A frase acima é um jargão e, por isso, rotineiramente volta a ser invocada nos momentos de crise e de ataque ao Estado Democrático de Direito, mesmo sendo anterior a revolução francesa. Sua origem é atribuída a François Andrieux, no conto “O moleiro de Sans-Souci”.

O fato narrado retrata a oposição de um cidadão humilde que desafia o poder do Kaiser Frederico II, então governante da Prússia, para com o seu direito de propriedade de um moi­nho familiar em contraposição com os interesses de desapro­priação da área para majoração do terreno do castelo.

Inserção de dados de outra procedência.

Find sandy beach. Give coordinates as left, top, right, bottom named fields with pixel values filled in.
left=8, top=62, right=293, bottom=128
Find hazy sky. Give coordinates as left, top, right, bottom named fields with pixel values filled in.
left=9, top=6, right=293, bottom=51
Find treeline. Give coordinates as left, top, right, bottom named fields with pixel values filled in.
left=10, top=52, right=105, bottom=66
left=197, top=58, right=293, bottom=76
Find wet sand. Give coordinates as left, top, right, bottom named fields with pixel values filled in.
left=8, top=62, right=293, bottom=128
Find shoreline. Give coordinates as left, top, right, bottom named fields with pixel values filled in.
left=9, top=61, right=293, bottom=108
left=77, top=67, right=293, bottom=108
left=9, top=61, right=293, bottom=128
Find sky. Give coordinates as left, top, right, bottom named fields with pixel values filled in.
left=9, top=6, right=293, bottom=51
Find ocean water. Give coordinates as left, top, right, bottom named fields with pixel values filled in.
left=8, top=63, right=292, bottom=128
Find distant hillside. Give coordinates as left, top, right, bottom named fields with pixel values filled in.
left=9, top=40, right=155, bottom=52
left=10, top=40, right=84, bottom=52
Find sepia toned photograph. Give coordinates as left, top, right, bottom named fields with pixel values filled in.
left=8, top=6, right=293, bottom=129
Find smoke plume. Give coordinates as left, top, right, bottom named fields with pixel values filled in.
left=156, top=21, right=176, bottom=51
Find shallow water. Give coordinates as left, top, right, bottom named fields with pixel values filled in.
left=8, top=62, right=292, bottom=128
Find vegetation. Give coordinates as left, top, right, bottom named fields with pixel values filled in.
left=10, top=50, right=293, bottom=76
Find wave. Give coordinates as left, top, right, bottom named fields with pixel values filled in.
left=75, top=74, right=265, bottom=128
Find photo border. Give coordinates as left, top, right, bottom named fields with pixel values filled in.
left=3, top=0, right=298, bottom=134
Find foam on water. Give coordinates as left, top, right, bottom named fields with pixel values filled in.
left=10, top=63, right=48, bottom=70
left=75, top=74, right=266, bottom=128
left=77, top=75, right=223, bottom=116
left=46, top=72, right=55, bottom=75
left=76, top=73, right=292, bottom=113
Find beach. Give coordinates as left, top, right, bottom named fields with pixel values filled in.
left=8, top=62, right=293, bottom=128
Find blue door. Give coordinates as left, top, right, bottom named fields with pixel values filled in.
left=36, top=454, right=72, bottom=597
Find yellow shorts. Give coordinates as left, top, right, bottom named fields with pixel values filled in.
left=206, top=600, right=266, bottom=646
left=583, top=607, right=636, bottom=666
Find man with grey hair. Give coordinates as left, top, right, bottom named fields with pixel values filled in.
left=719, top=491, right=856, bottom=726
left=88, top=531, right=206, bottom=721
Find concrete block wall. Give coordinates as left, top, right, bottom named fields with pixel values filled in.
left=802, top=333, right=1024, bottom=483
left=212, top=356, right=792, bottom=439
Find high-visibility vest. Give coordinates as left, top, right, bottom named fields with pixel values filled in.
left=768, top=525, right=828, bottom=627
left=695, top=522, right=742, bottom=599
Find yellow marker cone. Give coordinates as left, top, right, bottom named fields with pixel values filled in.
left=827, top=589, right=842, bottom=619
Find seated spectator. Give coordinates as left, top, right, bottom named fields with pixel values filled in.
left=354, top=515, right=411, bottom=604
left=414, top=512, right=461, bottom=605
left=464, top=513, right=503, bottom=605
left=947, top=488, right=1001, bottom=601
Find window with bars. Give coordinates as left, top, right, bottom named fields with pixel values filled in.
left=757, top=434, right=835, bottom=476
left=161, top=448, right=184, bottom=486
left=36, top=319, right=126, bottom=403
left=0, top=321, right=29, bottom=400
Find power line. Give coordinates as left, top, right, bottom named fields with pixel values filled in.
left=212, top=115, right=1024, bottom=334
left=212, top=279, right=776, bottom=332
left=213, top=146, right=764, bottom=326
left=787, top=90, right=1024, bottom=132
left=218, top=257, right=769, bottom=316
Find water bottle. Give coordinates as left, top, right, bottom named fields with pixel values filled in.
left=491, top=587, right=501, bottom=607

O importante é que o “Rei”, que havia trazidos os princí­pios iluministas, notadamente o de independência do judi­ciário em relação ao despotismo do executivo, respeitou o direito de um simples “mortal” que embasou a negativa de retirada de seus direitos de propriedade, com base no fato de “ainda há juízes em Berlim”, ou seja, que ao Poder Judiciário, ao qual cabe a função de dar eficácia à lei, incube a missão de impor limites ao exercício ilegal e arbitrário do governante.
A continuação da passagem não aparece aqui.